Group of American television series

Crimetime After Primetime is the umbrella title for a group of late-night crime-investigation shows that debuted at various times on CBS in 1991 and 1992, running through late summer of 1993.

==History==
Prior to 1989, CBS aired the similarly formatted CBS Late Night. The block was canceled to make way for The Pat Sajak Show, a conventional late-night talk show.
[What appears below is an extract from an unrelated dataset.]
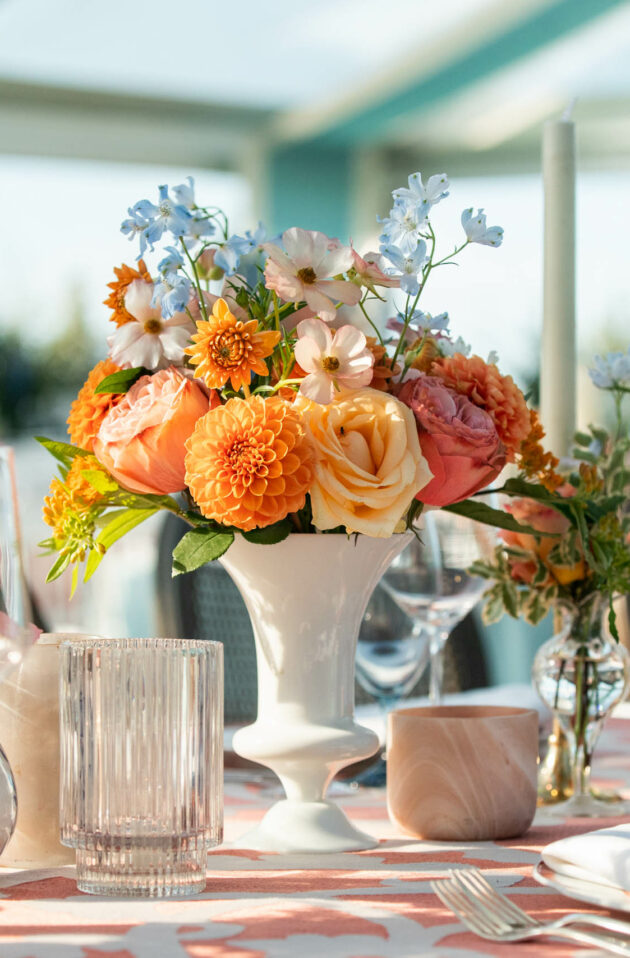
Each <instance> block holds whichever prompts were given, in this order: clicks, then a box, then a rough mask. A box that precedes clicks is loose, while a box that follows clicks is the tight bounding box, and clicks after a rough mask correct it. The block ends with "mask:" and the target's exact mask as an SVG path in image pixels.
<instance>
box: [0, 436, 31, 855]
mask: <svg viewBox="0 0 630 958" xmlns="http://www.w3.org/2000/svg"><path fill="white" fill-rule="evenodd" d="M31 619H32V613H31V607H30V602H29V598H28V592H27V589H26V583H25V581H24V575H23V571H22V557H21V552H20V529H19V521H18V511H17V491H16V484H15V464H14V455H13V449H12V448H11V447H10V446H3V445H0V681H2V680H3V679H5V678H6V677H7V675H8V674H9V672H11V671H12V670H13V669H14V668H16V666H18V665H19V664H20V662H21V661H22V658H23V656H24V653H25V652H26V650H27V649H28V648H29V647H30V646H31V645H32V644H33V642H35V640H36V639H37V634H38V630H37V629H36V628H35V626H34V625H33V624H32V621H31ZM16 817H17V796H16V792H15V782H14V780H13V775H12V773H11V768H10V766H9V762H8V760H7V757H6V755H5V753H4V752H3V750H2V748H1V747H0V854H1V853H2V851H3V849H4V847H5V845H6V843H7V842H8V840H9V838H10V837H11V835H12V834H13V829H14V828H15V820H16Z"/></svg>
After the shortening, and eventual failure, of The Pat Sajak Show, a revamped CBS Late Night block debuted, airing a variety of news, talk shows, reruns, and adult game shows.
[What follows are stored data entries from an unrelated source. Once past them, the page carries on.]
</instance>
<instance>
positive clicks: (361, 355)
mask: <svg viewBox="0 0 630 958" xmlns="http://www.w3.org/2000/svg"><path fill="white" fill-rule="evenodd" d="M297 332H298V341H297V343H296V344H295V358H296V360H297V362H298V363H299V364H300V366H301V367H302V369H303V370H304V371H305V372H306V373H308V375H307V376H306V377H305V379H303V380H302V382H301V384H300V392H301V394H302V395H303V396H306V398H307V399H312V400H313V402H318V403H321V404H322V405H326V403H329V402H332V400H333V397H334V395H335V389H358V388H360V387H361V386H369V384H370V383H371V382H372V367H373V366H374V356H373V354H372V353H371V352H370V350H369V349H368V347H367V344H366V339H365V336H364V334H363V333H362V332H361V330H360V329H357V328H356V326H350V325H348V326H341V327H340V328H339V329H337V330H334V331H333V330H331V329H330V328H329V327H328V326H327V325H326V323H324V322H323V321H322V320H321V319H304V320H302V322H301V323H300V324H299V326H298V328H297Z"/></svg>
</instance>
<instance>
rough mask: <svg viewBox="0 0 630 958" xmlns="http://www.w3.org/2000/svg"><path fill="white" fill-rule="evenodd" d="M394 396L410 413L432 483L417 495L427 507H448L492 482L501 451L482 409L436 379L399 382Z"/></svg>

In March 1991, after a two-month hiatus due to Gulf War coverage, CBS retooled the block by airing original series under the new umbrella title of Crimetime After Primetime.
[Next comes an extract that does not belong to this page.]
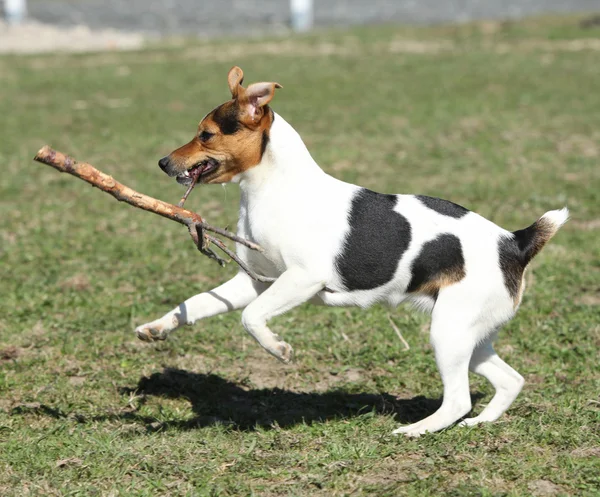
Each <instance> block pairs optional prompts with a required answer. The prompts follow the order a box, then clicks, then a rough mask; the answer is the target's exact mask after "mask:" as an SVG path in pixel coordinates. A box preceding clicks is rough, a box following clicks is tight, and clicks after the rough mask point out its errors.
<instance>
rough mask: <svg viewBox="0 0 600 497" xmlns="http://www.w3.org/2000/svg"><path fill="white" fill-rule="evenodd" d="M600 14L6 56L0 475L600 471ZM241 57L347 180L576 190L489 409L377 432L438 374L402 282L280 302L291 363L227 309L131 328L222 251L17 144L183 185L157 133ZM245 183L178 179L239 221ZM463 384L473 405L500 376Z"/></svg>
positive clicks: (534, 483) (363, 481)
mask: <svg viewBox="0 0 600 497" xmlns="http://www.w3.org/2000/svg"><path fill="white" fill-rule="evenodd" d="M599 37H600V29H598V28H590V29H582V28H580V27H579V24H578V19H575V18H544V19H534V20H527V21H524V22H521V23H479V24H472V25H466V26H461V27H436V28H404V27H394V26H385V27H372V28H360V29H354V30H351V31H330V32H320V33H316V34H312V35H310V36H304V37H294V38H288V39H269V40H249V41H244V40H233V41H220V42H211V43H208V42H206V43H188V42H185V43H181V44H171V45H168V46H164V45H163V46H160V45H159V46H155V47H152V48H150V49H148V50H145V51H142V52H136V53H103V54H90V55H72V56H71V55H56V56H30V57H11V56H4V57H1V58H0V86H1V88H2V89H1V90H0V114H1V115H2V134H1V138H0V162H1V163H2V174H1V175H0V219H1V221H0V310H1V313H0V495H2V496H5V497H9V496H22V495H44V496H45V495H81V496H93V495H103V496H104V495H113V496H116V495H139V496H142V495H148V496H149V495H152V496H156V495H173V496H175V495H202V496H204V495H207V496H208V495H211V496H217V495H231V496H233V495H235V496H237V495H261V496H276V495H277V496H279V495H285V496H314V495H317V496H342V495H352V496H361V495H377V496H398V495H409V496H410V495H413V496H426V495H448V496H463V495H477V496H491V495H510V496H516V495H536V496H548V495H583V496H592V495H600V463H599V461H600V423H599V421H600V409H599V408H600V403H599V401H600V399H599V396H598V394H599V391H600V371H599V367H598V347H599V345H600V320H599V317H600V311H599V307H598V306H599V304H600V262H599V261H600V237H599V231H600V164H599V162H600V39H599ZM234 64H236V65H240V66H241V67H242V68H243V69H244V71H245V73H246V80H247V81H248V82H252V81H260V80H268V81H271V80H275V81H279V82H280V83H281V84H282V85H283V86H284V89H283V90H281V91H280V92H278V94H277V96H276V98H275V100H274V102H273V107H274V108H275V110H276V111H277V112H279V113H280V114H281V115H283V116H284V117H285V118H286V119H287V120H288V122H290V123H291V124H292V125H293V126H295V127H296V129H297V130H298V131H299V132H300V134H301V135H302V136H303V137H304V139H305V141H306V143H307V145H308V147H309V148H310V150H311V151H312V153H313V155H314V157H315V158H316V159H317V161H318V162H319V163H320V164H321V165H322V167H323V168H324V169H325V170H326V171H327V172H329V173H331V174H333V175H335V176H337V177H339V178H341V179H344V180H347V181H351V182H355V183H359V184H361V185H364V186H366V187H369V188H371V189H375V190H378V191H384V192H393V193H423V194H428V195H435V196H441V197H443V198H447V199H451V200H453V201H455V202H457V203H460V204H462V205H464V206H466V207H468V208H469V209H472V210H475V211H477V212H479V213H481V214H482V215H484V216H486V217H488V218H490V219H492V220H493V221H495V222H496V223H498V224H500V225H502V226H504V227H506V228H508V229H513V230H515V229H519V228H522V227H525V226H527V225H529V224H530V223H531V222H533V221H534V220H535V219H536V218H537V217H538V216H539V215H541V214H542V213H544V212H545V211H547V210H550V209H555V208H560V207H562V206H564V205H568V206H569V208H570V209H571V213H572V219H571V221H570V222H569V223H568V224H567V225H566V226H565V227H564V228H563V229H562V230H561V231H560V233H559V234H558V235H557V236H556V238H554V239H553V240H552V242H551V243H550V244H549V245H548V246H547V247H546V249H545V250H544V251H543V252H542V253H541V254H540V255H539V256H538V257H537V258H536V259H535V261H534V263H533V265H532V267H531V269H530V271H529V273H528V289H527V291H526V294H525V298H524V301H523V304H522V306H521V310H520V312H519V313H518V314H517V317H516V318H515V319H514V320H513V321H512V322H511V323H510V324H509V325H508V326H507V327H505V329H504V330H503V332H502V333H501V335H500V339H499V341H498V344H497V349H498V351H499V353H500V355H501V356H502V357H503V358H504V359H505V360H506V361H507V362H508V363H509V364H511V365H512V366H513V367H515V368H516V369H517V370H518V371H519V372H521V373H522V374H523V376H524V377H525V379H526V381H527V383H526V386H525V388H524V390H523V392H522V393H521V395H520V396H519V398H518V399H517V401H516V402H515V404H514V405H513V407H512V409H511V410H510V411H509V412H508V413H507V414H506V415H504V416H503V417H502V418H501V420H500V421H499V422H497V423H495V424H493V425H489V426H483V427H479V428H475V429H467V428H459V427H454V428H451V429H448V430H445V431H443V432H441V433H437V434H433V435H426V436H423V437H421V438H419V439H405V438H397V437H393V436H391V431H392V430H393V429H394V428H395V427H397V426H398V424H399V423H406V422H411V421H415V420H417V419H420V418H421V417H423V416H425V415H427V414H429V413H431V412H432V411H433V410H435V409H436V407H437V406H438V405H439V401H440V396H441V381H440V379H439V377H438V373H437V369H436V367H435V363H434V359H433V353H432V350H431V347H430V346H429V343H428V323H429V321H428V318H427V316H425V315H422V314H418V313H416V312H414V311H412V310H410V309H408V308H404V307H401V308H399V309H396V310H392V311H390V310H388V309H385V308H383V307H374V308H372V309H369V310H367V311H361V310H357V309H327V308H314V307H309V306H303V307H301V308H299V309H296V310H294V311H293V312H290V313H288V314H286V315H284V316H282V317H280V318H277V319H275V320H274V321H273V328H274V330H275V331H276V332H277V333H279V334H280V335H282V336H283V337H284V339H285V340H286V341H288V342H289V343H291V344H292V345H293V346H294V348H295V351H296V360H295V362H294V363H293V364H292V365H290V366H284V365H281V364H279V363H278V362H277V361H276V360H275V359H272V358H271V357H270V356H268V355H267V354H266V353H265V352H263V351H262V350H260V349H259V347H258V346H257V345H256V344H255V343H254V342H253V341H252V340H251V339H250V338H249V337H248V336H247V335H246V333H245V332H244V330H243V328H242V327H241V325H240V323H239V319H240V314H239V313H232V314H228V315H224V316H220V317H216V318H213V319H209V320H206V321H204V322H200V323H197V324H196V325H195V326H194V327H193V328H185V329H182V330H180V331H178V332H176V333H174V334H173V335H171V337H170V338H169V340H168V341H166V342H164V343H160V344H157V345H148V344H145V343H142V342H140V341H138V340H137V338H136V337H135V336H134V334H133V329H134V327H135V326H136V325H139V324H141V323H144V322H147V321H149V320H152V319H155V318H157V317H159V316H161V315H162V314H163V313H164V312H166V311H167V310H169V309H171V308H172V307H174V306H175V305H177V304H178V303H180V302H181V301H183V300H184V299H186V298H187V297H189V296H191V295H192V294H195V293H198V292H201V291H203V290H207V289H210V288H211V287H213V286H215V285H217V284H219V282H222V281H224V280H226V279H227V278H229V277H230V276H231V275H232V274H234V272H235V271H236V269H235V267H233V266H231V265H230V266H228V267H227V268H226V269H222V268H219V267H218V266H217V265H216V264H215V263H214V262H211V261H209V260H208V259H206V258H205V257H203V256H201V255H200V254H199V253H198V252H197V251H196V249H195V248H194V247H193V245H192V243H191V241H190V240H189V237H188V235H187V233H186V231H185V229H184V228H182V227H181V226H179V225H176V224H175V223H172V222H169V221H167V220H164V219H162V218H159V217H157V216H153V215H151V214H148V213H145V212H142V211H139V210H136V209H133V208H131V207H129V206H126V205H124V204H119V203H117V202H115V201H114V200H113V199H112V198H111V197H109V196H108V195H105V194H103V193H101V192H99V191H97V190H95V189H93V188H91V187H89V186H88V185H86V184H84V183H83V182H81V181H79V180H77V179H75V178H73V177H70V176H67V175H61V174H58V173H57V172H56V171H54V170H52V169H51V168H48V167H46V166H43V165H41V164H38V163H34V162H32V157H33V155H34V154H35V152H36V151H37V150H38V149H39V148H40V147H41V146H42V145H44V144H45V143H49V144H51V145H52V146H54V147H55V148H57V149H58V150H61V151H64V152H67V153H69V154H71V155H72V156H74V157H76V158H78V159H80V160H85V161H87V162H90V163H92V164H94V165H96V166H97V167H99V168H100V169H102V170H104V171H106V172H108V173H110V174H112V175H114V176H115V177H116V178H117V179H118V180H120V181H122V182H123V183H125V184H127V185H129V186H131V187H133V188H135V189H137V190H139V191H142V192H144V193H147V194H149V195H152V196H156V197H159V198H162V199H164V200H167V201H171V202H177V201H178V200H179V198H180V196H181V194H182V189H181V187H179V186H178V185H176V184H175V182H174V181H172V180H170V179H168V178H167V177H166V176H165V175H164V174H163V173H162V172H161V171H160V170H159V168H158V166H157V164H156V163H157V160H158V159H159V158H160V157H162V156H163V155H164V154H166V153H168V152H170V151H171V150H172V149H173V148H175V147H176V146H179V145H181V144H182V143H184V141H187V140H189V139H190V138H191V137H192V136H193V133H194V131H195V126H196V124H197V122H198V121H199V120H200V119H201V118H202V117H203V116H204V115H205V114H206V113H207V112H208V111H209V110H210V109H212V108H213V107H215V106H216V105H218V104H220V103H222V102H223V101H224V100H226V99H227V98H228V91H227V84H226V74H227V71H228V70H229V68H230V67H231V66H232V65H234ZM309 195H310V192H307V196H309ZM237 200H238V190H237V187H236V186H235V185H229V186H227V187H226V188H221V187H218V186H213V187H202V188H199V189H196V190H195V191H194V192H193V193H192V195H191V197H190V199H189V200H188V204H187V206H189V207H190V208H193V209H195V210H196V211H197V212H199V213H201V214H202V215H204V216H205V217H206V218H208V220H209V221H210V222H212V223H213V224H217V225H221V226H225V225H229V226H234V225H235V222H236V212H237ZM388 315H391V316H392V317H393V319H394V321H395V322H396V323H397V325H398V327H399V328H400V329H401V330H402V334H403V336H404V337H405V338H406V340H407V341H408V342H409V343H410V346H411V348H410V350H409V351H405V350H403V346H402V344H401V342H400V341H399V339H398V338H397V337H396V335H395V332H394V330H393V329H392V327H391V325H390V322H389V319H388ZM471 392H472V395H473V399H474V406H475V407H474V410H475V412H478V411H480V410H481V409H482V406H483V405H485V403H486V402H487V401H489V399H490V396H491V393H492V390H491V388H490V386H489V385H488V384H487V383H486V382H484V381H483V380H481V379H480V378H477V377H473V379H472V384H471Z"/></svg>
Much like CBS Late Night did in the late 1980s, Crimetime After Primetime relied heavily on dramas that were imported from Canada, giving the programs (most of which were produced to meet Canadian content quotas) an additional revenue stream. CBS also invested in producing some original series for the block.

The block was dropped when CBS began broadcasting the Late Show with David Letterman in August 1993.

==Series lineup==
The shows in the series followed this general lineup:
- late Monday nights/early Tuesday mornings: Sweating Bullets (known as Tropical Heat outside of the U.S.), and Urban Angel.
- late Tuesday nights/early Wednesday mornings: Forever Knight (later new episodes were syndicated through May 1996, after CBS cancelled it), and The Exile
- late Wednesday nights/early Thursday mornings: Scene of the Crime, replaced by Dangerous Curves
- late Thursday nights/early Friday mornings: Fly by Night, replaced by Silk Stalkings (continued with new episodes on USA Network through April 1999, after CBS cancelled it)
- late Friday nights/early Saturday mornings: Dark Justice (the series was later rerun by TNT)
- In 1993, the first two seasons of Wiseguy were shown nightly from Monday through Friday.